Did you go hypothyroid or did you get Thyrogen ? Symptoms on 25 mci ? Maybe you have "the flu". Thought most people had few or no symptoms.


----------



## mum2bradley (Sep 27, 2010)

I had 12 mci back in March and was hypo by June. Have been on replacement meds since then and still not back to my old self!!


----------



## Andros (Aug 26, 2009)

lwilk said:


> Had 25 millicuries of RAI Monday morning. Now am having headaches, and my neck is sore and stiff from front to back. I have no appetite and am extremely tired. Help!!!!!! Is this normal?


Yes; I would say it is. A lot of that is maybe from being tense. I know I was each time I had RAI.

Try to relax; take a nice hot bath and soak the soreness out, do some deep-breathing and just pamper yourself.

If ever ever in doubt; always call your doctor.


----------



## miltomeal (May 17, 2011)

And remember that everyone have a little different reaction to the RAI. these are a lot of the same symptoms from my RAI experience.

YES!!! i agree with Andros, pamper yourself through this and try some deep breathing/meditation to help calm your mind.

Good luck! you will get through this!


----------



## lwilk (Oct 2, 2011)

Thanks for the info all. Somewhat better now, still have swollen and sore neck and get hoarse when I talk to much (maybe someone is trying to tell me something), and the shakes. Dr. increased my propranolol which is helping some, have to check in with her Monday. Will be glad to feel normal again, whatever that is!!


----------



## Andros (Aug 26, 2009)

lwilk said:


> Thanks for the info all. Somewhat better now, still have swollen and sore neck and get hoarse when I talk to much (maybe someone is trying to tell me something), and the shakes. Dr. increased my propranolol which is helping some, have to check in with her Monday. Will be glad to feel normal again, whatever that is!!


Good to hear from you over the weekend and please let us know how it goes Monday.

Glad your Propranolol has been increased. Try to just take it easy if you can.


----------



## Want2FeelGood (Sep 17, 2011)

lwilk said:


> Thanks for the info all. Somewhat better now, still have swollen and sore neck and get hoarse when I talk to much (maybe someone is trying to tell me something), and the shakes. Dr. increased my propranolol which is helping some, have to check in with her Monday. Will be glad to feel normal again, whatever that is!!


Your symptoms seem unusual. My two friends who had 100 RAI 131 had no symptoms.

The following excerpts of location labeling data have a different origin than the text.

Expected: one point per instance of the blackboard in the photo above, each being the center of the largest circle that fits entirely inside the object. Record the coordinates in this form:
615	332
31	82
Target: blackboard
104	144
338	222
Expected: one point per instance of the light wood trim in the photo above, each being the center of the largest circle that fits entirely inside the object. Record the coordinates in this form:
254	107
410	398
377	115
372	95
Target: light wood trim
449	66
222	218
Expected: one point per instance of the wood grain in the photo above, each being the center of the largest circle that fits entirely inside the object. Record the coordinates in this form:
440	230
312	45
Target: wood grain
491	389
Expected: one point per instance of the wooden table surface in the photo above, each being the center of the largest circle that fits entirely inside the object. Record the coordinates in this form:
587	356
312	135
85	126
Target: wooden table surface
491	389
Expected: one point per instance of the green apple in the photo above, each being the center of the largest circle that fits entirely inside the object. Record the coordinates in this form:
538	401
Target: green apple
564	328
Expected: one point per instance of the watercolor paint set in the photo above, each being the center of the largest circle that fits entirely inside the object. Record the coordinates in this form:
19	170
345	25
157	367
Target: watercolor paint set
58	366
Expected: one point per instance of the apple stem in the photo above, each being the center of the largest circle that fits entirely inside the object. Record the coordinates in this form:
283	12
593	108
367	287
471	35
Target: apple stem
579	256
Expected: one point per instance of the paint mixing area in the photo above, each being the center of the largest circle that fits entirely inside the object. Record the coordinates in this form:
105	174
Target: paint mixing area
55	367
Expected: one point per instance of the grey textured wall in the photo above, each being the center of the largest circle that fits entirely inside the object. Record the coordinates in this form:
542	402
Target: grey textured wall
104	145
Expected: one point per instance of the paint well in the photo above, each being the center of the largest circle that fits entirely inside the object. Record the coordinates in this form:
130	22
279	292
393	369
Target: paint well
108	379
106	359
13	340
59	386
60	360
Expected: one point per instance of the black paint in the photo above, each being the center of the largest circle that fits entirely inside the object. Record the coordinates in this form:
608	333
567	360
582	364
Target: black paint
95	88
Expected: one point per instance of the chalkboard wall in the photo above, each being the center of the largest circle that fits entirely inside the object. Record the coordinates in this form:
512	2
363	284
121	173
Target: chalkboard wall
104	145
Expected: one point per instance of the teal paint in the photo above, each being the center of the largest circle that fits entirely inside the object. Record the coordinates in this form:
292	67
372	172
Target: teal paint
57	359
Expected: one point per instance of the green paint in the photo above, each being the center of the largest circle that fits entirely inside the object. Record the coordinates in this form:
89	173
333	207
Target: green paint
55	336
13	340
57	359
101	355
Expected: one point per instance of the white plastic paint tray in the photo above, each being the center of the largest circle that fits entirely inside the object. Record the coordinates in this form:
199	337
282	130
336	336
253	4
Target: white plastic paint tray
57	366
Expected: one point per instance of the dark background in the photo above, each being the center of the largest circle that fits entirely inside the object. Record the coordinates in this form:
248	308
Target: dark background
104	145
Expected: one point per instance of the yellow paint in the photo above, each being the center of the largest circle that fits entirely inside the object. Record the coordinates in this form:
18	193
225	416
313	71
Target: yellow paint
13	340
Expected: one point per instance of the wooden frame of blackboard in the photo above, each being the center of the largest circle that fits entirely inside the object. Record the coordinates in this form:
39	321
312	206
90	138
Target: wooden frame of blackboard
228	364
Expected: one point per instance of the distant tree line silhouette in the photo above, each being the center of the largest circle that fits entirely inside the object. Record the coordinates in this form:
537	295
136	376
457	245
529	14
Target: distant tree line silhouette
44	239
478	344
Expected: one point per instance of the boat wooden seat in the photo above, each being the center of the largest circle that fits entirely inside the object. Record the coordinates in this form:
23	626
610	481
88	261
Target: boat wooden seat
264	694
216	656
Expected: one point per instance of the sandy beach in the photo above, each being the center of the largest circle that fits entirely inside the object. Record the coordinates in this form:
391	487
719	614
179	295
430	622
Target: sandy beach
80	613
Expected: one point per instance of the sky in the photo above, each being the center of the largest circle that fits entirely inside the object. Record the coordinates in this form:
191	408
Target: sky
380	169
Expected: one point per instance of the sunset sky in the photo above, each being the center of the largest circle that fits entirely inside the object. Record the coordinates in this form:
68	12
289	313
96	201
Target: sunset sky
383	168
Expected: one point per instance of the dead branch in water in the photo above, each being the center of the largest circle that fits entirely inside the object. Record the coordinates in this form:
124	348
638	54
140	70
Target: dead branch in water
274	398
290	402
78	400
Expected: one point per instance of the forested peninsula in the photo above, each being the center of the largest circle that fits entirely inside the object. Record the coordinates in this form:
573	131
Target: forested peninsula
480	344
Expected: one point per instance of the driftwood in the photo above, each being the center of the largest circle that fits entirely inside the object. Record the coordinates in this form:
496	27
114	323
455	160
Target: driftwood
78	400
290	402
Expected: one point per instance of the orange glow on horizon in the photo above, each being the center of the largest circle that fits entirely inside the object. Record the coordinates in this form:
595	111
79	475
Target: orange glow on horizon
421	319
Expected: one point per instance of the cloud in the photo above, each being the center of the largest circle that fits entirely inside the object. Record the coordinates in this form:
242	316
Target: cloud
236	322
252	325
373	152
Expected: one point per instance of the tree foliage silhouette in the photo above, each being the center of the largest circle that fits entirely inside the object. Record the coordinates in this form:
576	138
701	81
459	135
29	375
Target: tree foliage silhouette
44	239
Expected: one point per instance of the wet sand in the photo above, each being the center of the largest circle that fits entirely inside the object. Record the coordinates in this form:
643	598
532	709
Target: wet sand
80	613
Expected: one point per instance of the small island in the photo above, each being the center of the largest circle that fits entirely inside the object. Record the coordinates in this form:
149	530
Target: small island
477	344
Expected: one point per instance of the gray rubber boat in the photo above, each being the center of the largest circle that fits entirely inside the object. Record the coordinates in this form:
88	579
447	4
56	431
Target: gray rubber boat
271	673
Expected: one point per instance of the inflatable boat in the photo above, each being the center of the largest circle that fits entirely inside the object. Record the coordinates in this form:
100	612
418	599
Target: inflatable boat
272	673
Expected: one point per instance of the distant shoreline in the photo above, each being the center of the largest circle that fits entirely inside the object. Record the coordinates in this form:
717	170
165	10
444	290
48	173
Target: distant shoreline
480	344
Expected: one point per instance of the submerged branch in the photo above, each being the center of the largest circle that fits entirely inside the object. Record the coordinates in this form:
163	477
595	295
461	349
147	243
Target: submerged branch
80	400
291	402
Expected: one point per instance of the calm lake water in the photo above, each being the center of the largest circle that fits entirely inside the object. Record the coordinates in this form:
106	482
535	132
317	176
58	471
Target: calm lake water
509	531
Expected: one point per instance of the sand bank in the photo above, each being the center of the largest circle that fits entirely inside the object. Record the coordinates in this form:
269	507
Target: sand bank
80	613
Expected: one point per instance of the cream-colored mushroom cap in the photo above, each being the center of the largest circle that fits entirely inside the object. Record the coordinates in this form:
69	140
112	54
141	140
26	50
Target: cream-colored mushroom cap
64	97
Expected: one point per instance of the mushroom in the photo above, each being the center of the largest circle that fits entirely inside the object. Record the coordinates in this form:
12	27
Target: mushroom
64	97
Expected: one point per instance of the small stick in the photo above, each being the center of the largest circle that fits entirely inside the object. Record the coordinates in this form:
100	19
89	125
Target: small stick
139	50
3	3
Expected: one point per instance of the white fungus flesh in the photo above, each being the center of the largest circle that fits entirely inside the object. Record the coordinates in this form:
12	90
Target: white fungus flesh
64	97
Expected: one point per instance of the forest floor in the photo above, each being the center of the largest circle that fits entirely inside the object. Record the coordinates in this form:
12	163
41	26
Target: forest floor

How much thyroid tissue did you have remaining ? Have you had these symptoms before, and that is why you are on propranalol ?


----------



## tespad (Oct 30, 2011)

im going to have to choose a treatment for graves disease and just want some suggestions .... i just had my scan and uptake that showed it was 85% ???????


----------



## Andros (Aug 26, 2009)

tess said:


> im going to have to choose a treatment for graves disease and just want some suggestions .... i just had my scan and uptake that showed it was 85% ???????


Wow!! You "are" hyper for sure!! Surgery would be my choice.


----------



## tespad (Oct 30, 2011)

so it seems that some ppl think its better to just get the surgery but doesnt rai take care of any cancer that you would have had in your thyroid im confused ..?


----------



## Andros (Aug 26, 2009)

tess said:


> so it seems that some ppl think its better to just get the surgery but doesnt rai take care of any cancer that you would have had in your thyroid im confused ..?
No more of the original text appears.